Tirandillo

Tirandillo
Diez años justos de garambainas. No está mal. Aquí lo dejo para explorar otras formas de correspondencia. Mi intención es reunir una o dos veces al año textos parecidos a los que he venido publicando aquí, y enviarlos por correo postal. Para recibirlos —gratis, mientras pueda permitírmelo—, envíame tus señas a la dirección siguiente:

Nos seguimos leyendo.

sábado, 13 de agosto de 2016

En Madrid mi madre plancha y mi padre ve los Juegos Olímpicos. Cuando la cosa se pone emocionante se palmea las pantorrillas. Mi hermano se ha ido de vacaciones y les ha dejado el hámster de los nietos, para que lo cuiden. El hámster se llama Rolo, y yo creo que para él estas semanas también son de vacaciones, porque durante el curso mis sobrinos lo lanzan por el aire, lo meten en laberintos de cartón y le hacen luchar contra los Lego ninja.

Rolo es un ratoncejo organizado y modoso, que por las mañanas barre la jaula y pone orden en sus mondas y sus cáscaras. También recorta papeles ansionamente y con las virutas hace nidos en los que se esconde. Cuando hace mucho calor, no: cuando hace mucho calor se despatarra sobre el suelo, como haría cualquier hijo de vecino. Come pipas y pienso, y cuando le dan un trozo de queso lo guarda en un iglú de plástico que tiene en la jaula.

Hace poco le compraron una bola de plástico transparente con muchas ranuras; se mete al hámster dentro y se vuelve a cerrar por completo. Así, Rolo puede darse paseos por la casa sin miedo a que lo pisen.

—Anda, vete a buscar al abuelo —le dice mi madre. Y asegura que muchas veces se va para el salón, donde mi padre está jaleando a Rafa Nadal.

—¡Mira tú que hablarle al ratón! —protesta él—; ¡te vas a volver tarumba!

Pero luego, cuando nadie le ve, se acerca a la jaula y dice: «¡No te escondas tanto! ¡Que se te ve el culito!».

Rolo no aguanta mucho tiempo en la bola. Al cabo de media hora se cansa y se pega a las canillas de algún humano para que lo saquen de allí y lo metan en su jaula. Luego mi madre busca un libro gordísimo que tiene a medias y se sienta un rato a leer. 

Kathleen y yo nos escapamos para ir a las fiestas de San Cayetano, el santito del verano. Javier Ruibal da un concierto en la plaza de la Paja.
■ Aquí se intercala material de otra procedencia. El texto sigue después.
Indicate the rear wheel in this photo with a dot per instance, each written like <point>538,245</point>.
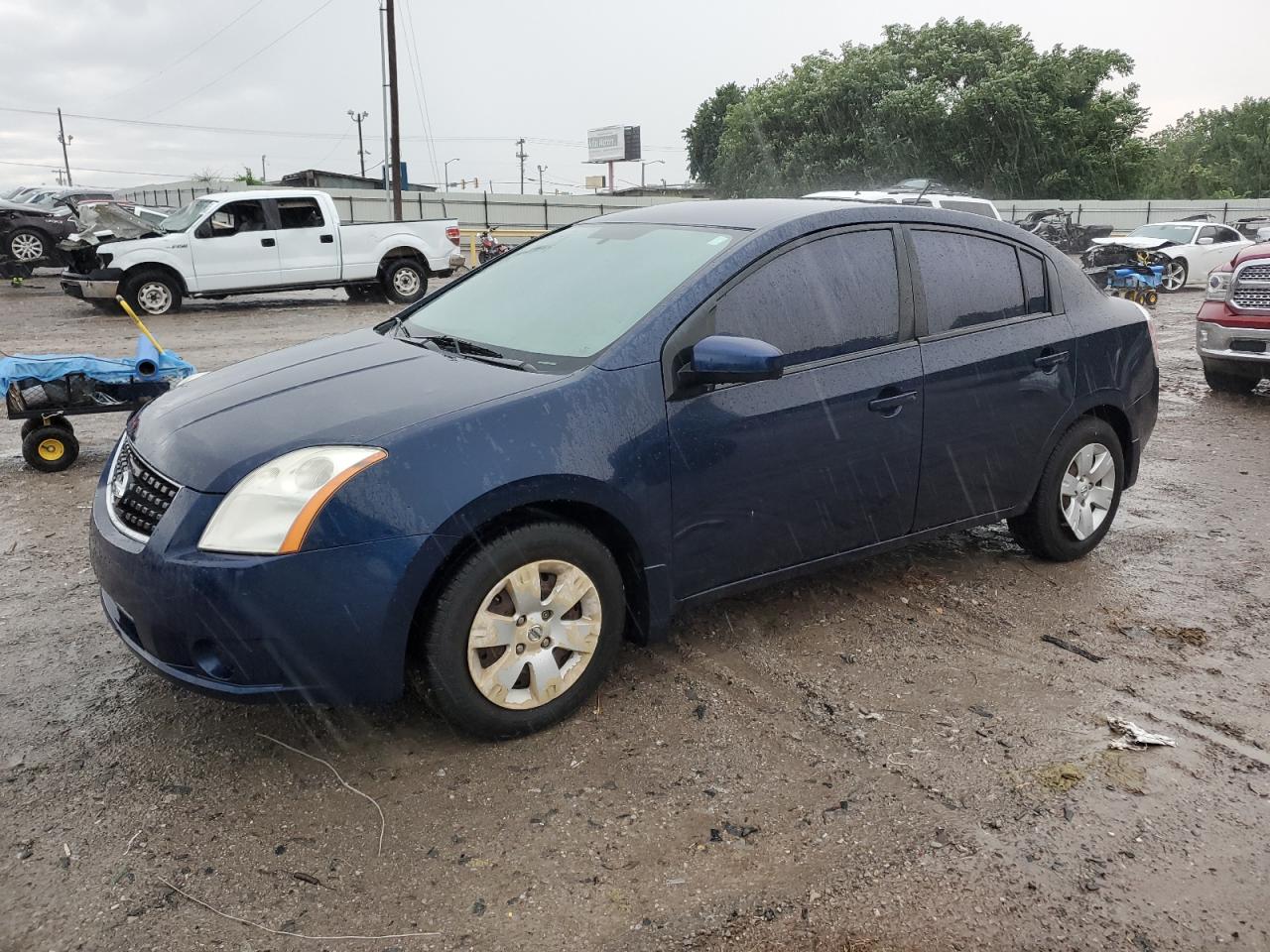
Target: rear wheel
<point>404,281</point>
<point>50,448</point>
<point>525,631</point>
<point>1229,381</point>
<point>1175,275</point>
<point>1079,494</point>
<point>151,293</point>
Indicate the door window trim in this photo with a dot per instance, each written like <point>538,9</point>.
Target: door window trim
<point>920,306</point>
<point>699,322</point>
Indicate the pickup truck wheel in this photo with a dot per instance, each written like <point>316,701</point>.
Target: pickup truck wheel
<point>405,281</point>
<point>1224,381</point>
<point>524,631</point>
<point>151,293</point>
<point>1079,494</point>
<point>27,245</point>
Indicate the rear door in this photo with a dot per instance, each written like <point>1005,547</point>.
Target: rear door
<point>998,366</point>
<point>772,474</point>
<point>236,246</point>
<point>308,250</point>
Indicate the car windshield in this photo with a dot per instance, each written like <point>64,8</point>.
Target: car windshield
<point>1179,234</point>
<point>187,216</point>
<point>572,294</point>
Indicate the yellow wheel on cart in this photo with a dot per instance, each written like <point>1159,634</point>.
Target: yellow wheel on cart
<point>50,448</point>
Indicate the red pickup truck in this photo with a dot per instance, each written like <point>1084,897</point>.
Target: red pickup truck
<point>1232,327</point>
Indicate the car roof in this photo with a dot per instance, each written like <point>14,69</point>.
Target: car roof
<point>761,213</point>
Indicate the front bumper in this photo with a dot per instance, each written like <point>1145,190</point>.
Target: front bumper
<point>1216,341</point>
<point>322,626</point>
<point>102,284</point>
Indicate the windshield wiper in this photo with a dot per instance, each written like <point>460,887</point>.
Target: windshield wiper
<point>465,348</point>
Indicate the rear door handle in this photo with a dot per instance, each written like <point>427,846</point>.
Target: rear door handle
<point>1049,359</point>
<point>892,403</point>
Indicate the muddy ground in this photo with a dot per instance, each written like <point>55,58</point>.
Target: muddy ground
<point>883,757</point>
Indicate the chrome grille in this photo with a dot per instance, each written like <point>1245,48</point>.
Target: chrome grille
<point>139,494</point>
<point>1250,290</point>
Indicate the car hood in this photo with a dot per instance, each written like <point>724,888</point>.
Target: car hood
<point>1133,243</point>
<point>354,389</point>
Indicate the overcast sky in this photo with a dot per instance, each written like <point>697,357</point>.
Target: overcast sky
<point>489,72</point>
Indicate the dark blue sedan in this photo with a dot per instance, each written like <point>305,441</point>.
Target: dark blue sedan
<point>626,416</point>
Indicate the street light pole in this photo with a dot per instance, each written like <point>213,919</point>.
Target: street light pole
<point>361,149</point>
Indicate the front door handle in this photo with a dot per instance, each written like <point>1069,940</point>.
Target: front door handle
<point>890,404</point>
<point>1051,359</point>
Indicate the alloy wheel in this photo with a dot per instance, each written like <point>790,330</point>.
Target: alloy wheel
<point>27,248</point>
<point>1087,489</point>
<point>534,635</point>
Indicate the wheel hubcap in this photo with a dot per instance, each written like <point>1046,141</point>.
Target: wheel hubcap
<point>1087,490</point>
<point>407,282</point>
<point>27,248</point>
<point>534,635</point>
<point>154,298</point>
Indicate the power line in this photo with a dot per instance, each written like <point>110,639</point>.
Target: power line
<point>182,59</point>
<point>244,62</point>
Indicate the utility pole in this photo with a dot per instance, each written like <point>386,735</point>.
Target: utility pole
<point>64,140</point>
<point>361,149</point>
<point>395,148</point>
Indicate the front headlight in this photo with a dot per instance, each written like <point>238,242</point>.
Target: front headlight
<point>271,509</point>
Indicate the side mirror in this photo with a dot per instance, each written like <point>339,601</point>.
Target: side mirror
<point>722,359</point>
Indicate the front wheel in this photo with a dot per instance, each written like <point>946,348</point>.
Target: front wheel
<point>1175,276</point>
<point>524,631</point>
<point>1079,494</point>
<point>151,293</point>
<point>404,281</point>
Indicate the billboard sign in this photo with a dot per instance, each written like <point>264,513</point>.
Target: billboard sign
<point>613,144</point>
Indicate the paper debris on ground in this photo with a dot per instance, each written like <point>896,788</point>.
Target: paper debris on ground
<point>1134,738</point>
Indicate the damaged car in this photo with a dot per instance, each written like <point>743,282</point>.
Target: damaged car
<point>1187,249</point>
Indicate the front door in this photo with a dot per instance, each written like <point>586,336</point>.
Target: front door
<point>825,460</point>
<point>1000,372</point>
<point>236,246</point>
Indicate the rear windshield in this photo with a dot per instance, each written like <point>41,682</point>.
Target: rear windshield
<point>572,294</point>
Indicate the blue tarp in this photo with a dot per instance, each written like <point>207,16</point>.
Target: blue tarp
<point>149,365</point>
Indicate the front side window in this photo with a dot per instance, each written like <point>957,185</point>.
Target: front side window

Cuando llegamos están actuando todavía los miembros de la asociación castiza que organiza la verbena. Son dos docenas de viejitos vestidos de chulos y chulapas que se contonean trabajosamente y hacen como que cantan mientras suena por los altavoces un chotis acerca del salero incomparable de los madrileños.

—Qué pena —dice Kathleen, señalando a un grupo de castizas—, se conoce que a aquellas de allí se les ha muerto el marido y tienen que actuar solas.

A lo mejor el marido no se ha muerto sino que se ha quedado en casa viendo la tele, como mi padre, y cuando su señora le pidió que se pusiera el chaleco de mezclilla con un clavel en la solapa, le respondió: «anda y que te ondulen con la permanén».

Ruibal hace comentarios políticos entre una canción y otra, como por ejemplo: «si seguimos retrocediendo corremos el riesgo de conocer personalmente a Isabel II». El concierto está muy currado y si hago abstracción de los gorgoritos flamencos consigo disfrutarlo medianamente. Es una pena que la mitad de la gente que abarrota la plaza haya ido allí a hablar.

—Ah, que toca Fulano —se han debido de decir—. Vamos allí a hablar, que no hay en todo Madrid otro sitio en donde hacerlo.

Volvemos a casa y nos asomamos a ver a Rolo, que está en plena fase anfetamínica. Cuando volvamos de Madison el pobre ya estará criando malvas. Por algún motivo, esto nos da más pena que si estirase la pata en ese mismo instante.